Tamara has worked for the University of Arkansas , Division of Agriculture, Cooperative Extension Service as an Associate Professor of Extension Forestry since 1996. Her state-wide responsibilities include general forest management education for adults and youth. She completed her Ph.D. in Forest Economics and Sociology of Natural Resources at the Auburn University , her MS at Oklahoma State University , and her BS at the University of Arkansas-Fayetteville. After receiving her BS, she served in Nepal as a Community Forestry Volunteer for US Peace Corps. Tamara serves on several boards including the Arkansas American Indian Center , the Arkansas Urban Forestry Council, and the National Network of Forest Practitioners. Dr. Walkingstick is a member of the Cherokee Nation of Oklahoma. She and her husband, Dr. Jack Gazin, live outside of Perryville.

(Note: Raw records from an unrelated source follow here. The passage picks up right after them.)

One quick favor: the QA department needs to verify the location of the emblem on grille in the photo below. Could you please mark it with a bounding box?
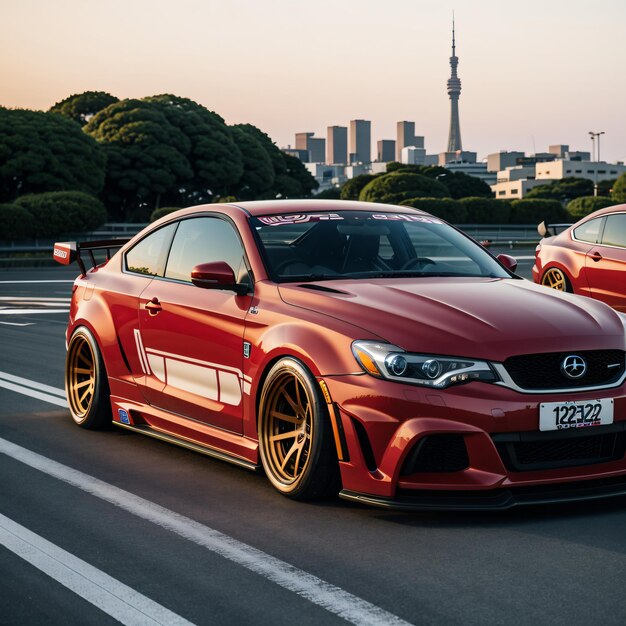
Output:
[561,354,587,380]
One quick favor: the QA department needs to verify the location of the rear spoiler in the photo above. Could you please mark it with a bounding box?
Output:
[537,222,571,237]
[52,239,130,276]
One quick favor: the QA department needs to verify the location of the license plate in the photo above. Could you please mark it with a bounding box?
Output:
[539,398,613,430]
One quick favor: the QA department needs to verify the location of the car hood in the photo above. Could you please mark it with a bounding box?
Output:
[279,278,626,361]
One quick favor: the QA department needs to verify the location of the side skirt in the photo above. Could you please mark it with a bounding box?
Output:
[112,420,261,472]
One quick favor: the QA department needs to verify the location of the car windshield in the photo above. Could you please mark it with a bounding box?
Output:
[250,211,510,282]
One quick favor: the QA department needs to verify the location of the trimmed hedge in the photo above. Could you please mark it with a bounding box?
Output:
[15,191,107,237]
[510,198,570,224]
[400,198,467,224]
[359,171,449,204]
[567,196,615,222]
[0,204,33,242]
[458,198,511,224]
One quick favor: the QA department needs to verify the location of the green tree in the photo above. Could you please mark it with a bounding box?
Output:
[567,196,615,222]
[0,204,34,242]
[459,198,511,224]
[340,174,378,200]
[225,126,276,200]
[0,107,106,202]
[611,172,626,204]
[511,198,569,224]
[50,91,119,126]
[400,198,467,224]
[359,171,448,204]
[85,94,249,221]
[526,176,593,202]
[143,94,244,204]
[85,100,193,221]
[237,124,319,199]
[15,191,107,237]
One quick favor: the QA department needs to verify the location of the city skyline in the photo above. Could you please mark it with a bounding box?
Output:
[0,0,626,161]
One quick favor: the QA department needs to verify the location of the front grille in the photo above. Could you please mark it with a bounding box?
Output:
[504,350,625,389]
[400,435,469,476]
[492,424,626,472]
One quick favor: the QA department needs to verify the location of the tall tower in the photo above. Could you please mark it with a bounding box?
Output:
[448,15,462,152]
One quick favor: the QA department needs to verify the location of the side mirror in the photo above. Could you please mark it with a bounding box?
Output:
[537,222,551,237]
[191,261,248,296]
[496,254,517,272]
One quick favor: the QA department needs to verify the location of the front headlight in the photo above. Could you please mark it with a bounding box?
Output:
[352,341,499,389]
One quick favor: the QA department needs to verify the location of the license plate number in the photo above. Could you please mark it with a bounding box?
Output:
[539,398,613,430]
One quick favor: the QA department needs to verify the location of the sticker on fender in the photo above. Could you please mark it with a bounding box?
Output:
[539,398,613,430]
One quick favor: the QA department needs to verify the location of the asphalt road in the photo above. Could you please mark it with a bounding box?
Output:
[0,263,626,625]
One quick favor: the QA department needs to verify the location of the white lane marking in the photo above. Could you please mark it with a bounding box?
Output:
[0,438,408,626]
[0,380,67,408]
[0,514,191,626]
[0,378,67,409]
[0,372,65,398]
[0,306,70,315]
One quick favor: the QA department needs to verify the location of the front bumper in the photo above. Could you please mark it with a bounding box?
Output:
[339,476,626,511]
[325,375,626,510]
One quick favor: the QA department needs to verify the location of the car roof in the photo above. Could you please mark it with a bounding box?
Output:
[227,199,424,216]
[159,199,428,221]
[577,204,626,223]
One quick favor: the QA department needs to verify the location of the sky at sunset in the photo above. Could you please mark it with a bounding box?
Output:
[0,0,626,161]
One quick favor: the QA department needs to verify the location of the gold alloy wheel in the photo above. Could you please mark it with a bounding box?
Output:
[541,267,567,291]
[66,335,96,419]
[261,370,313,488]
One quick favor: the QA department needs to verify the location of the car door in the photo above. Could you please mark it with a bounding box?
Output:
[139,216,251,433]
[116,223,177,387]
[585,213,626,311]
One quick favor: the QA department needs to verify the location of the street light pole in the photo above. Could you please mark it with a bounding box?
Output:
[589,130,604,196]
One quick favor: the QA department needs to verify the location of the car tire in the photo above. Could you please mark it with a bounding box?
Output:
[65,327,112,430]
[541,267,573,293]
[258,358,340,500]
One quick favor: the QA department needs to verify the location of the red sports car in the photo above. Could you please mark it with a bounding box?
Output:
[54,200,626,509]
[533,204,626,311]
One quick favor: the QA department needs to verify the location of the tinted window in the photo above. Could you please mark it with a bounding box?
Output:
[126,224,176,276]
[602,213,626,248]
[250,211,509,281]
[574,217,603,243]
[165,217,243,282]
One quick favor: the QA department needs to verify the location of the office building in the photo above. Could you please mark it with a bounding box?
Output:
[349,120,372,163]
[326,126,348,165]
[487,151,526,172]
[396,121,424,161]
[376,139,396,163]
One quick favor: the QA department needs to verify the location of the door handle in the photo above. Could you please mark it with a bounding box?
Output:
[143,297,163,315]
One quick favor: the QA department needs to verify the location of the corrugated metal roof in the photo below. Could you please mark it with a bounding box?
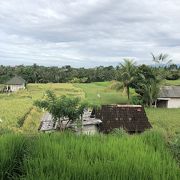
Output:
[6,76,26,85]
[159,86,180,98]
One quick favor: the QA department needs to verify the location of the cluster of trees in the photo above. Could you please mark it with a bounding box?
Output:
[0,64,116,83]
[119,54,179,106]
[34,90,88,130]
[0,54,180,84]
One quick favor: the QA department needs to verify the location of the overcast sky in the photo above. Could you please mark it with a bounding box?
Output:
[0,0,180,67]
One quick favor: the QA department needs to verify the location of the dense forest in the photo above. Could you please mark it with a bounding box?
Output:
[0,64,180,84]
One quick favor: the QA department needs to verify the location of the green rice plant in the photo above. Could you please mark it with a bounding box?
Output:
[146,108,180,137]
[0,134,28,180]
[22,132,180,180]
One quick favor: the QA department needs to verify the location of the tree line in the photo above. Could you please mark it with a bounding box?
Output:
[0,57,180,84]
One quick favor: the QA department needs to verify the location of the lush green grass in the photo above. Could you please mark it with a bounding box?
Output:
[163,79,180,86]
[75,82,128,105]
[0,132,180,180]
[146,108,180,136]
[0,83,84,131]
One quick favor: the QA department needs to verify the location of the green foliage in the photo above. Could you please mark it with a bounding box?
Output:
[169,134,180,165]
[130,96,143,105]
[0,132,180,180]
[131,65,161,106]
[75,82,128,106]
[0,134,30,180]
[110,81,123,91]
[145,108,180,137]
[119,59,136,99]
[34,91,86,125]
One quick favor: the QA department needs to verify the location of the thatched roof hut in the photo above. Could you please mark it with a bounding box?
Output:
[6,76,26,92]
[95,105,152,134]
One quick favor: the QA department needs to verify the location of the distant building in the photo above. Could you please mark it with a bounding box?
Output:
[39,111,102,135]
[95,105,152,134]
[156,86,180,108]
[6,76,26,92]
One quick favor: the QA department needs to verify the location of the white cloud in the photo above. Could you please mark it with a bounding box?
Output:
[0,0,180,66]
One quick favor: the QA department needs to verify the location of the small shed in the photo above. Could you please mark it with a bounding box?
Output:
[95,105,152,134]
[6,76,26,92]
[156,86,180,108]
[39,111,102,135]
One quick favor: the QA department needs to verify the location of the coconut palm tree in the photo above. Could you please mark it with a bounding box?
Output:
[120,59,136,99]
[151,53,172,67]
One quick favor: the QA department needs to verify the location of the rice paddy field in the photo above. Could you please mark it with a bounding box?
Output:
[0,131,180,180]
[0,81,180,180]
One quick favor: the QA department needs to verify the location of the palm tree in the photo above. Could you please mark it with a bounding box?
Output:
[151,53,172,67]
[120,59,136,100]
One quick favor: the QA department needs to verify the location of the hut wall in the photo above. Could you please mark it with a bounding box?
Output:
[10,84,25,92]
[167,98,180,108]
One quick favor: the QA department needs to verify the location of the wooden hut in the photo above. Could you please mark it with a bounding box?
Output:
[6,76,26,92]
[155,86,180,108]
[95,105,152,134]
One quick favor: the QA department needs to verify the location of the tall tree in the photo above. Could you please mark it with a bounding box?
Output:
[34,90,87,129]
[120,59,136,99]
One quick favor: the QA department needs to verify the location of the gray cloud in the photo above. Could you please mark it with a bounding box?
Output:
[0,0,180,67]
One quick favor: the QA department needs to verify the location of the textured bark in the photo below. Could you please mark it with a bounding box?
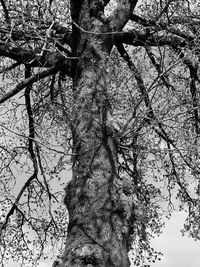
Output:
[57,1,136,267]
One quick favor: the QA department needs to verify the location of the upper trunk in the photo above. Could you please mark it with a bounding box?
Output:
[58,1,133,267]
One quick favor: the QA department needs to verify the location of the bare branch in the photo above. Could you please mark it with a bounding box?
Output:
[0,67,58,104]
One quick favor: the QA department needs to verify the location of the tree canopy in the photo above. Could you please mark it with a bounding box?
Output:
[0,0,200,267]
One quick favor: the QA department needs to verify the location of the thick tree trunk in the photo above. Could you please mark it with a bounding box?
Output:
[64,54,132,267]
[58,1,133,267]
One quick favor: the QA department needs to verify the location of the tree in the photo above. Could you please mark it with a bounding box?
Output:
[0,0,200,267]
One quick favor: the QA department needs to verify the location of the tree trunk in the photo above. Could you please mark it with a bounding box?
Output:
[59,2,133,267]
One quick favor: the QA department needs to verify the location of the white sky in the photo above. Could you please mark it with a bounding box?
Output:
[6,212,200,267]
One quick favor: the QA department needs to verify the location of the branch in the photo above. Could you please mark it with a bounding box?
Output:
[0,67,58,104]
[0,173,37,233]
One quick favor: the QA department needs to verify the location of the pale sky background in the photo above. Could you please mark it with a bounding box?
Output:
[6,212,200,267]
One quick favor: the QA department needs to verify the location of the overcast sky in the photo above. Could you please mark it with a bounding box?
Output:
[6,212,200,267]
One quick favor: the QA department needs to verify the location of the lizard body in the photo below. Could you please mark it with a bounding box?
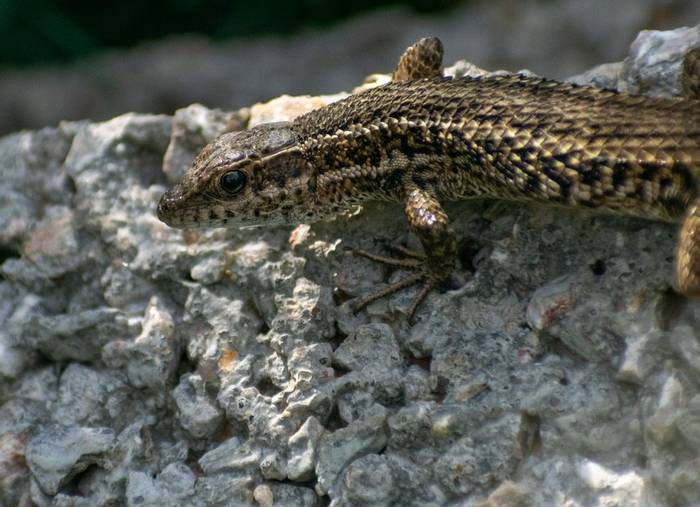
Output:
[158,39,700,315]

Program Description: Eating on the Wild Side
As part of Tamara's 4H youth education program, she teaches kids about trees and the environment by having them learn how Native Americans used certain trees and plants for food. For example, which oak tree makes tastier acorns? What can you do with sumac and elderberry? What does acorn bread really taste like? She will be preparing a couple of “wild” dishes for the audience to sample including cream of sheep sorrel soup, persimmon cinnamon rolls, acorn cookies, and “wild” pizza. She concludes her presentation by reminding the audience that each of us carries a deep understanding our environment somewhere in our roots. The challenge is to not forget it and to pass it on.